Reality as Cole had originally understood it, and as she later understood it were completely different. She hadn’t been given the opportunity to consent to or reject the reality that Whedon wanted. Her autonomy over her life had been removed, and Whedon deceived her in order to make decisions over Cole’s life on her behalf. While it sounds like Whedon was weak rather than malicious, for a decade and a half he gaslit his wife.
The Dollhouse technology is an exaggerated solidification of an abstract process, as science fiction often is. But Whedon was filtering the information his wife received so that she would make the decisions he wanted her to make. If Whedon had gone to her in the early years of Buffy, and asked either for permission to have a mistress or for help to resist his temptations, then the situation would be massively different. Cole would have maintained autonomy over her own life, the ability to make her own decisions, which at a fundamental level is what feminism is about. By lying to his wife, Whedon ensured that for fifteen years Cole was not living the life she thought she was, but was merely her husband’s doll.

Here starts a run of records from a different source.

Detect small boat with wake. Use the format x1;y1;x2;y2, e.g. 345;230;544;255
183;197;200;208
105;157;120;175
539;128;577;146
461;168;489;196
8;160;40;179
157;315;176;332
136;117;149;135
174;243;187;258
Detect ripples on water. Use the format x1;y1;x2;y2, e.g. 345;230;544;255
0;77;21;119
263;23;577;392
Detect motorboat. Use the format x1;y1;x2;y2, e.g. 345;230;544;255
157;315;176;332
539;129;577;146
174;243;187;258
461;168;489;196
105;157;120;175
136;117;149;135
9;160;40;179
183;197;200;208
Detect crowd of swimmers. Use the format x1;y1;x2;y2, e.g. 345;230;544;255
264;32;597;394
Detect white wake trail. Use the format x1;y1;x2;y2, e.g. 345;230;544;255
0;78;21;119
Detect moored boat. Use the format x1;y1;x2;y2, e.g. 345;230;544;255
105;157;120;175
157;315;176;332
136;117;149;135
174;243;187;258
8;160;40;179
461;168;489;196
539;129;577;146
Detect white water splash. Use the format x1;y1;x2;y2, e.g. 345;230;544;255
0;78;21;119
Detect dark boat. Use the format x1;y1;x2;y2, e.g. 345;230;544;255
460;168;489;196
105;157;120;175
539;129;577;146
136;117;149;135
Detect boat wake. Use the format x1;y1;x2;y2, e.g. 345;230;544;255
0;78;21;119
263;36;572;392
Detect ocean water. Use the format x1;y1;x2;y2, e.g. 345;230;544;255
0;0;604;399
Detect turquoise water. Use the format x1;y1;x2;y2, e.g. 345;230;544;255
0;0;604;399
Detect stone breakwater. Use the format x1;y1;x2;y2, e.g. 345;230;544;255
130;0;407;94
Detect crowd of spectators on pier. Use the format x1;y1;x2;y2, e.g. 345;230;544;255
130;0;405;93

It’d be easy to say that affairs are a normal part of life, that rich men have always slept with their secretaries. But nowadays even those men seem to realise that their actions are selfish, that they are abusing their power. By contrast Whedon has allowed himself to be celebrated as an ally of women. When discussing his affair he even romanticised his sleaziness by running it through the grandiose filter of classical myth.
As a man I’ve always been reluctant to call myself a feminist. This is mainly because for years I’ve seen men make arguments along the lines of “I’m a feminist but…” and then used their supposed feminist credentials to dismiss a feminist idea. The example that most immediately comes to mind is Sylvester McCoy speaking out against the idea of a female Doctor, back in 2015, but there will be many others.
Whedon’s behaviour has caused me to double down on this perspective – Cole has said that he used her “so no one would question his relationships with other women or scrutinize his writing as anything other than feminist.”
Dissecting the feminism of Buffy and Whedon’s larger body of work requires a more detailed analysis than I’ve gone into here, and there were already critiques of his feminism many years ago.
The impact of this revelation will have a longer-term impact on Whedon’s reputation – there’s already been articles arguing over how the revelation should impact on Whedon’s reputation.
Whedon’s real life actions shouldn’t be a reason to totally dismiss everything he’s said or created. For instance he’s created celebrations of Planned Parenthood as part of current campaigns against defunding of this important service. And by being so overt about his (supposed?) values, Whedon has probably contributed to young men feeling that there’s no need to be threatened by powerful women. But it’d be foolish to think that Whedon’s hypocrisy had no impact on his fiction.
* This section originally claimed that the watchers were entirely male – in fact eight of the nine named Watchers seen on screen during Buffy and Angel were male, one was female.